Dead Party Animals, written and performed by Thomas Pickles, is a 55-minute monologue about a young lad and his mates out on the town. Staged on a thrust stage, in a small black-box space, costume, set and frills are dispensed with in favour of a simple storytelling approach which has Pickles sometimes stood motionless, sometimes eye-balling his way round the audience.

The intrusive hum from traffic outside the theatre initially undermines confidence in the ability of the performer to engage. To his credit, like the best storytellers, Pickles manages to weave his magic until you hear nothing but his East Lancashire vowels.

But the subject matter isn’t pretty. Being out on the pull as a young adolescent, like the vomit that spews from the characters in the narrative, is thrown down for us to see, carrots and all. And there’s something definitively nihilistic about it: a prophetic undertone that compares copulation with the almost sacrificial taking of a girl’s virginity. Romance, sensuousness, love – these are not words you associate with modern youth here, as our protagonist clumsily untangles the fake plastic belt of his sexual conquest. “I’ll let her wear my pyjamas when I’ve shagged her.”

Elsewhere there is only the drunken triviality of young girls and the comedic pantaloon of a father who confuses Facebook status with search engine when he posts “chicks with dicks”. When Pickles returns periodically to check his phone “to make sure the rest of the world is still there”, it’s almost as if he wants confirmation that this meaningless reality hasn’t slipped through his fingers.

Escape from the coarse realism comes from the protagonist’s love for his sweetheart, Emma.
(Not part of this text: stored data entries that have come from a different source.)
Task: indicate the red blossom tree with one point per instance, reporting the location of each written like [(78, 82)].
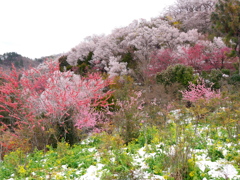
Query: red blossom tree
[(41, 99), (199, 91)]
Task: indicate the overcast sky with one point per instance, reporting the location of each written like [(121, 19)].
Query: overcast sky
[(36, 28)]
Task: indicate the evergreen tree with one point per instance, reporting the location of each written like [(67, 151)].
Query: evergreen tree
[(226, 20)]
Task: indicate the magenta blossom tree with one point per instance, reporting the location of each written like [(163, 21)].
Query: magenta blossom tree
[(199, 91)]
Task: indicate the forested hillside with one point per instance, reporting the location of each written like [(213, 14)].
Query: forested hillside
[(156, 99)]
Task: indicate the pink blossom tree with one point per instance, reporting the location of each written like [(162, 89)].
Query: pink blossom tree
[(45, 98)]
It also comes from the poetic rap-like element, vaguely reminiscent of the “punk poet” John Cooper Clarke which punctuates the narrative: “Your kiss is a noose/Falling around my neck/Stitched with words we said/And attached to a world we haven’t fled/Your kiss is a gunshot/As we’re both looking down the barrel/We thought we’d given it our last shot.” Part modern theatrical invention, part Greek chorus, it’s a device that works unexpectedly well.

The fact that the story slightly confuses as it draws to a close, as violent encounter and sexual encounter run side by side, doesn’t seem to matter. A truth has been told and sadly it’s a truth that is all too reminiscent of personal experience twenty years ago. Maybe twenty years before that. One wonders how the modern world has managed to contrive such an unedifying rites of passage. However, this is a promising piece – deftly directed by Spreadbury-Maher – and it brings us the gift of a brave and honest performer and writer.